Mais surtout, et je terminerai par-là, les choix que nous avons faits sont d'investir dans les femmes et les hommes qui sont la solidité la plus essentielle, la plus fondamentale de nos armées. Et c'est pourquoi, en cette période, je suis à vos côtés, dans ce moment de fraternité, j'espère tout à l'heure un peu d'insouciance, pour vous redire qu'au-delà des chiffres, au-delà des équipements, au-delà des décisions de chaque jour que nous prenons, ce sont les vies que vous donnez à la Nation dont nous avons conscience. C'est le choix que vous avez fait et que vous faites chaque jour de donner votre vie jusqu'au sacrifice ultime pour servir la Nation. Ce choix-là n'a aucun prix. Il est ce qui forge votre singularité, ce qui scelle ce pacte séculaire entre la Nation française et ses armées. Le ministre des Armées qui m'accompagne veille au bon déploiement de cette loi de programmation militaire, veille à chacune des instructions que je lui donne, avec le même attachement et je sais, mon Général, combien vous êtes attaché, aussi, à ce lien unique, le vôtre, notre volonté.
C'est pourquoi, en ces heures, c'est mon immense fierté d'être à vos côtés, de pouvoir vous témoigner à nouveau la reconnaissance de la Nation, de pouvoir vous dire en son nom, dans ces moments, qu’elle sait dans ces moments, ô combien vos familles vous manquent, et vous dire combien nous savons qu'être là, c'est servir la France.
Et à travers vous, je veux remercier tous vos frères d'armes qui servent le pays sur tous les théâtres en ces jours si importants. Alors, merci pour cela, merci d'être là.

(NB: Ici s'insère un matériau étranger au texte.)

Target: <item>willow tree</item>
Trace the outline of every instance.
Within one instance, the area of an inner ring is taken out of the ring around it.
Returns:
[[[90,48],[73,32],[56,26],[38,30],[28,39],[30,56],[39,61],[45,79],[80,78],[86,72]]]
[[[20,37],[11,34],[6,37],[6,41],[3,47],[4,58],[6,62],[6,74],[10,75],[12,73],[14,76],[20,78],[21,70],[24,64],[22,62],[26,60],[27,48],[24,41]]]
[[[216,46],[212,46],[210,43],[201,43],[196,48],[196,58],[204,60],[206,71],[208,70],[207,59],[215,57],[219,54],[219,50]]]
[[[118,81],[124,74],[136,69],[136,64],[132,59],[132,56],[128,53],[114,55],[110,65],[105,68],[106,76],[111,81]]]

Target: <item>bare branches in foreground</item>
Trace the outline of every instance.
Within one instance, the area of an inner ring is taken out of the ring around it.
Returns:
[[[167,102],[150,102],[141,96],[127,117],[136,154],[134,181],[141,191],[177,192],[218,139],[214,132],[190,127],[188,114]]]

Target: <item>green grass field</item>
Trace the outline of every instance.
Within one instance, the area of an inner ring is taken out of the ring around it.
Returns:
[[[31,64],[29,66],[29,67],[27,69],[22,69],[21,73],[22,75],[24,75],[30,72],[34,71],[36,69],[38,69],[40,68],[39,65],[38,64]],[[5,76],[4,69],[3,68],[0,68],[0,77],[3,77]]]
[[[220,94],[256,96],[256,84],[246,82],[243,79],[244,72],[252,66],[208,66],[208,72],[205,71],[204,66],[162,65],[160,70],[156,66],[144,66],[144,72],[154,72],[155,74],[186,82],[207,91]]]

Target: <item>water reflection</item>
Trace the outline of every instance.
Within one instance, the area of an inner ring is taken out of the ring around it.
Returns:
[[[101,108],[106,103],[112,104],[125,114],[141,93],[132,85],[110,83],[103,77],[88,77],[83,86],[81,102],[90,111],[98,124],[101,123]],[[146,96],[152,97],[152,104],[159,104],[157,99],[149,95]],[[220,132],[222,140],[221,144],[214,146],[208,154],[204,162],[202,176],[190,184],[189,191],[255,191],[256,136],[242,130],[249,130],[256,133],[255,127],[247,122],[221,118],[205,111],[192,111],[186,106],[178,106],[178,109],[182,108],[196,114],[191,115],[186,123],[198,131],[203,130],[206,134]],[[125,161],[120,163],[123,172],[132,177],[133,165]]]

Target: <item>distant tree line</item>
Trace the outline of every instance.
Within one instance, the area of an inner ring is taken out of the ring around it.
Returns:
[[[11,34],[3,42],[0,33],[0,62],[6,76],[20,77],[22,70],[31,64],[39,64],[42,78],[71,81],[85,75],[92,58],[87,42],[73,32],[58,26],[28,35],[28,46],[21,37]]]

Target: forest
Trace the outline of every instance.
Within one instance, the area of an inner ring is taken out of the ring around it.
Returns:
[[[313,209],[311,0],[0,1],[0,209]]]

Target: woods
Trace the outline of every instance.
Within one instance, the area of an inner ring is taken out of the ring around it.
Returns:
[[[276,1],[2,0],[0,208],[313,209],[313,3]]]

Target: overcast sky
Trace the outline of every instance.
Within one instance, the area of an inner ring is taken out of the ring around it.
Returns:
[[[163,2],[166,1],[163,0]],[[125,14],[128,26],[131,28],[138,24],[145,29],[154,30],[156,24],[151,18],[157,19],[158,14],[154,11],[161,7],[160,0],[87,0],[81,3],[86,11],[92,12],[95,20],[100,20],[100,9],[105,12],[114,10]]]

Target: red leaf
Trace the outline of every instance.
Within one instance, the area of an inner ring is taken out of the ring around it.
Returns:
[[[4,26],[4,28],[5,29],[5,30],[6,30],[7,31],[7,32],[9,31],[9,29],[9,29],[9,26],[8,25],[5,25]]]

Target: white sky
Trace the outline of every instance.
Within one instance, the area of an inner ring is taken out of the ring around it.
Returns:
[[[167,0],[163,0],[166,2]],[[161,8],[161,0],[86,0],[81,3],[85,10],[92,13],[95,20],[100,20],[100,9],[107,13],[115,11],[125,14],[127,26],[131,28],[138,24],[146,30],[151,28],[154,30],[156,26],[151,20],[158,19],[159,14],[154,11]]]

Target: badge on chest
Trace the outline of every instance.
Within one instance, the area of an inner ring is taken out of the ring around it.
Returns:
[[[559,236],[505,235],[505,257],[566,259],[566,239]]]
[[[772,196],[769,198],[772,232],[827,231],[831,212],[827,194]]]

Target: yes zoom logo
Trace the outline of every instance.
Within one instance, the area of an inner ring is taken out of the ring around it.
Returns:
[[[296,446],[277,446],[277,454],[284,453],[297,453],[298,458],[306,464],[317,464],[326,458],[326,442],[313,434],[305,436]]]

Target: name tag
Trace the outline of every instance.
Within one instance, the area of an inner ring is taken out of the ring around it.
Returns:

Vous avez ma reconnaissance, vous savez ma fierté et de manière indéfectible, vous savez, si je puis me permettre ce soir ce mot plus personnel, mon attachement.

Vive la République, vive la France !

Ce déplacement au Royaume hachémite de Jordanie a également été l’occasion pour le Président de la République de s’entretenir avec Sa Majesté Abdallah II, Roi de Jordanie. La France entretient un ambitieux partenariat stratégique avec la Jordanie, et coopère étroitement en matière de sécurité et de développement économique durable

Les échanges ont notamment porté sur le travail en commun en matière d’aide humanitaire et médicale à la population civile de Gaza. Le chef de l’État a redit l’urgence d'instaurer une nouvelle trêve immédiate devant mener à un cessez-le-feu pérenne, et a insisté sur la nécessité d’œuvrer aux conditions d’un retour de la paix et de la stabilité au Proche-Orient avec l’ensemble de nos partenaires.

Entretien avec Sa Majesté Abdallah II, Roi de Jordanie.